Gevisser started the panel by explaining his inspiration for the term “pink line,” which he defined as the border of sexual orientation and gender identity that has come to divide the world in an entirely new way over the first two decades of the 21st century.

He said when he was little, he played a game where he would use an address book and a map book to deliver gifts to people at various addresses. 

He said he soon noticed that there were clear borders between white South Africans and Black South Africans as the map book used pink lines to divide the suburbs. The pink lines informed his understanding of borders and cultural dividers.

[Photo provided by Mark Gevisser]
The pink line extends beyond South Africa. Gevisser said that a new global conversation around gay rights has been happening now.

“The conversation was about marriage equality in North America or about very basic rights in countries in Africa, like Uganda,” Gevisser said.

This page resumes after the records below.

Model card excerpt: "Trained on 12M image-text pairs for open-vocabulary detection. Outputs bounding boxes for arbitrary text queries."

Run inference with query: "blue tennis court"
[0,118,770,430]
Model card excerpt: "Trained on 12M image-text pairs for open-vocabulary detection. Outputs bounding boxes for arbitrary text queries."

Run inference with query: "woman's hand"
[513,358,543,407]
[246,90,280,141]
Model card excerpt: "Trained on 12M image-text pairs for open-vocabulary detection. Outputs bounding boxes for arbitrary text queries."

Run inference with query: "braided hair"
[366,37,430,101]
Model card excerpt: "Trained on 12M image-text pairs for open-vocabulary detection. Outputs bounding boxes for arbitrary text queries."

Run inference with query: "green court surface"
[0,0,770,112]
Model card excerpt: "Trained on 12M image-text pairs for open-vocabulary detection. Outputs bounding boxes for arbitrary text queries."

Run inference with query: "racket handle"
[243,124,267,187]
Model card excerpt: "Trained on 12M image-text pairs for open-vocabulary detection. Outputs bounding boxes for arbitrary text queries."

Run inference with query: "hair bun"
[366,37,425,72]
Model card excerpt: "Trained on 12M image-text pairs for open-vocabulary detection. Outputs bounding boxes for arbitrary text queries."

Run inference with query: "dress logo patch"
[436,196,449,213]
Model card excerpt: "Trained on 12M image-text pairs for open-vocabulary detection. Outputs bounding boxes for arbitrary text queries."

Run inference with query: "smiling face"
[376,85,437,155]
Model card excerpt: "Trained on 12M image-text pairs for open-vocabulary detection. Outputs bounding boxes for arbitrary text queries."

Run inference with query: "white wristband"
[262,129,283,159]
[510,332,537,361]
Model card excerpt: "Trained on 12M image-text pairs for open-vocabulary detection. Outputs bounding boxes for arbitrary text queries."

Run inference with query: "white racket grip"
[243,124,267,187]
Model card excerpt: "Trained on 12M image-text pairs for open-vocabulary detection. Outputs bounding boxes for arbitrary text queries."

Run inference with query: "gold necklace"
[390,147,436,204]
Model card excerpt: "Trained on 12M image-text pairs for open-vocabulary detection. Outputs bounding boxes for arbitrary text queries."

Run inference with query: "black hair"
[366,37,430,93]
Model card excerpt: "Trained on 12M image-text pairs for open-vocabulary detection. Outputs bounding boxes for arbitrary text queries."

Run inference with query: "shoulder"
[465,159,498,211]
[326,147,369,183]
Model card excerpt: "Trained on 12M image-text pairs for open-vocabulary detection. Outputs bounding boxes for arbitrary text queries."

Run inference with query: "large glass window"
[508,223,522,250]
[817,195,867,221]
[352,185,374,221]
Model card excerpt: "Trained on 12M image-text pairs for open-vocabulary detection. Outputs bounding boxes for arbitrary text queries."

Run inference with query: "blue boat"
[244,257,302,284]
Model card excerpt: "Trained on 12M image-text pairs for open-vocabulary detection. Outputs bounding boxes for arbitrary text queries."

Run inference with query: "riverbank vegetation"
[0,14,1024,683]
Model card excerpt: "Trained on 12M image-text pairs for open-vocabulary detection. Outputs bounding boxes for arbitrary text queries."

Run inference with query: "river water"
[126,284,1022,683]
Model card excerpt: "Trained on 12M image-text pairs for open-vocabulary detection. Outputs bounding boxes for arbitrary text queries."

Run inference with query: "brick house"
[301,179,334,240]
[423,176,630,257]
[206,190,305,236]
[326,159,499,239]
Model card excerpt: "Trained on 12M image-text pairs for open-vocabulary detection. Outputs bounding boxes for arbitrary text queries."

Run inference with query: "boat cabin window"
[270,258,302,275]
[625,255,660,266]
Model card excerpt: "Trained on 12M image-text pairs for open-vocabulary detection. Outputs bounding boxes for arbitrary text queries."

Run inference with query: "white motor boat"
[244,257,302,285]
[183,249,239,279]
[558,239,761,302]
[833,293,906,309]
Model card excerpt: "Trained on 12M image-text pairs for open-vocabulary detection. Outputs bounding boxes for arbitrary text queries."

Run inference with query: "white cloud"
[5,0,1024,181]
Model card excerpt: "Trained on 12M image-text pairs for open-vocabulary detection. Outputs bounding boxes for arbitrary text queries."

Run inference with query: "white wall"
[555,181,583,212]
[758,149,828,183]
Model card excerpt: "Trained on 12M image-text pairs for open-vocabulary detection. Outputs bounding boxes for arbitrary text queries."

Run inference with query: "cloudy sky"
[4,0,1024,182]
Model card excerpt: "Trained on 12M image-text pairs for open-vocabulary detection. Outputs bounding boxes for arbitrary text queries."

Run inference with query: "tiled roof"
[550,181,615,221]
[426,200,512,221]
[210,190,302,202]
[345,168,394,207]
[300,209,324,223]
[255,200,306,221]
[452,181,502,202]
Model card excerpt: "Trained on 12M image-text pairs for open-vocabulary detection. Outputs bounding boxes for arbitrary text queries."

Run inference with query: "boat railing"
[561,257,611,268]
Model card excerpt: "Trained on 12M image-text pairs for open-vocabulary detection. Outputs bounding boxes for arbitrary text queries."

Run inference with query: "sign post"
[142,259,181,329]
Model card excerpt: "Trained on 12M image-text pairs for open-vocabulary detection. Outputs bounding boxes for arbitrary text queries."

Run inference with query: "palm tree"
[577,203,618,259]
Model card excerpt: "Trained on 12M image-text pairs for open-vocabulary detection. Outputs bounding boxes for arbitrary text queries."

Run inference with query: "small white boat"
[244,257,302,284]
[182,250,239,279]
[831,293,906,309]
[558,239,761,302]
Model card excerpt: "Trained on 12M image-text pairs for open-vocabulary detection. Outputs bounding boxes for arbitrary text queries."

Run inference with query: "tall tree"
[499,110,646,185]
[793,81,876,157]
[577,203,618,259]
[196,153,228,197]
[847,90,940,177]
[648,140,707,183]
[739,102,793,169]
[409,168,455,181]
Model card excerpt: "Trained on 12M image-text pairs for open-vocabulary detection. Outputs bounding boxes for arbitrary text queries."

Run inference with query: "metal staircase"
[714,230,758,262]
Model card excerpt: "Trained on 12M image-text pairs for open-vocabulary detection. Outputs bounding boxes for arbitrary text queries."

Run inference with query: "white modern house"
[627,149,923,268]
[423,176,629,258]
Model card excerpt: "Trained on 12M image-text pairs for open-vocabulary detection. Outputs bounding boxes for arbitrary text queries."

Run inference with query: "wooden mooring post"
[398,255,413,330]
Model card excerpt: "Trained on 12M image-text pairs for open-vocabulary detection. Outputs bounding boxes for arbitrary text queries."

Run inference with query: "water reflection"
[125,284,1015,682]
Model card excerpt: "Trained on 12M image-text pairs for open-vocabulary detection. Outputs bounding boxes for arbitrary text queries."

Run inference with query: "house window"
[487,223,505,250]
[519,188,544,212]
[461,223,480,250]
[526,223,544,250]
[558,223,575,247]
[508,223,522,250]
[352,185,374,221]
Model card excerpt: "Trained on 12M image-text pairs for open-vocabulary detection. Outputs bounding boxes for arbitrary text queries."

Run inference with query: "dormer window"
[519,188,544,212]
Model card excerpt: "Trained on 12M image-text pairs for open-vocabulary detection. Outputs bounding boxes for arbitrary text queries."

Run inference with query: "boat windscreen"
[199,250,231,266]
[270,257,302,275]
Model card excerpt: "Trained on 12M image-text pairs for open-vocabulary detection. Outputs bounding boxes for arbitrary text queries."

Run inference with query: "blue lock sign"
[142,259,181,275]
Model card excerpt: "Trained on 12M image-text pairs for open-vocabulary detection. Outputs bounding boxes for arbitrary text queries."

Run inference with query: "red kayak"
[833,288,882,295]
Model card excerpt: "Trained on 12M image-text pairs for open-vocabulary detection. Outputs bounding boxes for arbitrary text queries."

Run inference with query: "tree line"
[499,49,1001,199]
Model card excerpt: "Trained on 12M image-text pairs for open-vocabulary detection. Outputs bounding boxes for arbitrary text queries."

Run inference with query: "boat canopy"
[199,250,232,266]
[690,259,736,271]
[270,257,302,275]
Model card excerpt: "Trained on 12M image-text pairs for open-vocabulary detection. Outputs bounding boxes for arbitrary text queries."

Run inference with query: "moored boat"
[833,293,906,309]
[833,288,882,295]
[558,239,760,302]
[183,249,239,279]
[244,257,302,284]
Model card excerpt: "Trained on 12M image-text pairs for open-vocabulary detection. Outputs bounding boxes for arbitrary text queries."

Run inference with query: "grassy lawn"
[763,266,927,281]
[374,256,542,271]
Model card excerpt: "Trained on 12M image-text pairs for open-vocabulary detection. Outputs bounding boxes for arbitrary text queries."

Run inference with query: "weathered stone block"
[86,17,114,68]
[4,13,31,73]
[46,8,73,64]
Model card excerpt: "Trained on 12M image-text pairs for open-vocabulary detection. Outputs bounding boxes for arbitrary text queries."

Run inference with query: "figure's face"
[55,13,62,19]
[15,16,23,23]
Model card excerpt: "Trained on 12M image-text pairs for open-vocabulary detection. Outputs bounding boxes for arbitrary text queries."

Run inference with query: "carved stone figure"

Gevisser said it seemed like globalization was improving LGBTQ rights. He explained that through the improvement of these rights, new cultural dividers for LGBTQ people were being created, meaning that in certain places progress is being made for LGBTQ rights and in others it is not.

“And yet, what was clear was that there were pink lines through this—pink lines that were defining who was in and who was out, who had rights and who didn’t have rights,” Gevisser said.

Gevisser said he believes a new pink line is being created. He explained this new pink line can be understood in terms of America legalizing same-sex marriage around the same time that Nigeria banned it. 

Gevisser said the pink line could be seen as a border between parts of the world that accept LGBTQ people and parts that don’t. He said there are two sides of the pink line. 

“On the one side of the pink line they were seen as people who needed to be saved,” Gevisser said. “On the other side of the pink line queer people were being seen as foreign agents, as some enemy from within who had been infected or contaminated by gay people in the west.”

[Photo provided by Mark Gevisser]
Gevisser explained this book is an attempt to understand the dynamics of what he has dubbed “pink line politics.”

Gevisser explained that some countries view gay rights as an assault on their sovereignty. He said this is worsened by African countries that have been colonized in the past, who often combine LGBTQ culture with Western culture.

Hassim said that Gevisser’s book takes a journalistic approach to the topic. The book consists of information he gathered from interviews with queer people from around the world who found themselves divided by the pink line.

“[The book] is full of these incredibly rich accounts of people’s lives. I think [Gevisser] does a great service by breaking apart the nationalist framing,” Hassim said.“I think [Gevisser] is a brilliant author.”

Some of the people Gevisser wrote of in his book include a transgender woman fighting for custody of her child in Moscow, a lesbian couple campaigning for marriage equality in Mexico, and a community of kothis in an Indian fishing village, who Gevisser said define themselves as “women’s hearts in men’s bodies.”

The final talk in the “Knowing Africa” webinar series will be on Dec. 1 featuring Christopher Ouma, a professor from the University of Cape Town, who will discuss childhood in African diaspora literature. Gevisser’s talk was recorded and is available online along with the previous lectures in the series.